Romney éliminé, les espoirs des républicains libéraux se reportent sur le gouverneur de l'État de New York, Nelson Rockefeller. Mais Rockefeller, très critiqué par les républicains conservateurs pour avoir mené la bataille contre Goldwater quatre ans plus tôt, ne s'engage jamais vraiment dans la campagne et il s'en retire à son tour à la fin du mois de mars, pour n'y revenir qu'avec Hubert Humphrey. Le retard pris est apparemment trop grand pour pouvoir être rattrapé ; mis à part deux succès d'estime aux élections primaires du Massachusetts et de l'État de New York, Rockefeller ne parvient pas à distancer son rival Nixon, qui bénéficie de l'appui des professionnels du parti. En juin 1968, tous les sondages indiquent que Richard Nixon dispose déjà d'une majorité théorique à la convention républicaine de Miami Beach, qui ne va s'ouvrir que dans les premiers jours du mois d'août.

Alors qu'on semblait se diriger vers un duel Humphrey-Nixon — au désespoir des éléments hostiles à la guerre du Viêt-nam et partisans d'une nouvelle politique intérieure —, un troisième candidat maintenait son nom : George Wallace, ancien gouverneur ségrégationniste de l'Alabama. Wallace a fait acte de candidature un des premiers à titre indépendant et sur un programme qui peut se résumer à la formule : non à l'intégration. Bien qu'il n'ait aucune chance de l'emporter, sa candidature est susceptible de modifier bien des prévisions dans la mesure où elle peut geler de nombreuses voix démocrates et républicaines dans les États du Sud.

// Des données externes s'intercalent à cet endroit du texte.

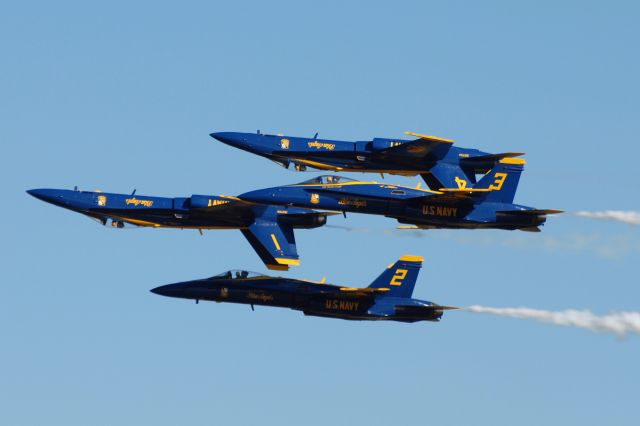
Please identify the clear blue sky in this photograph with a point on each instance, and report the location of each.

Wallace compte, pour faire des voix, sur l'inquiétude provoquée parmi la population blanche américaine par les émeutes raciales. Dès juillet 1967, les États-Unis ont connu de très graves émeutes, notamment à Newark, à proximité de New York, et à Detroit. Dans ces deux villes, la police locale a été rapidement débordée, et le président Johnson a fait intervenir des unités de l'armée régulière pour rétablir le calme. Ce retour au calme s'est fait au prix de plusieurs dizaines de victimes, pour la plupart des Noirs, et de plusieurs centaines de millions de dollars. Pour la première fois, à l'occasion des émeutes de Detroit et de Newark, les Américains ont vu apparaître le spectre d'une seconde guerre civile.

Le meurtre du pasteur Luther King

Les émeutes de l'été 1967 n'ont pas été, en effet, cantonnées à ces deux villes ; elles ont atteint à des degrés divers un grand nombre de localités, notamment Chicago, Plainfield, New Haven, Milwaukee, Cairo, etc., et ont été marquées par l'apparition de nouveaux leaders du pouvoir noir, en particulier Stokely Carmichael (il entreprit un tour du monde révolutionnaire, passant notamment par La Havane, Hanoi et Alger) et Rap Brown, emprisonné pour port d'arme prohibée. Dans le même temps, on assiste à une évolution d'un homme comme le pasteur Martin Luther King. L'apôtre de la non-violence durcit, en effet, son opposition au conflit vietnamien et, sans revenir sur le principe de la non-violence, parle de plus en plus de pouvoir spirituel noir et de désobéissance civile.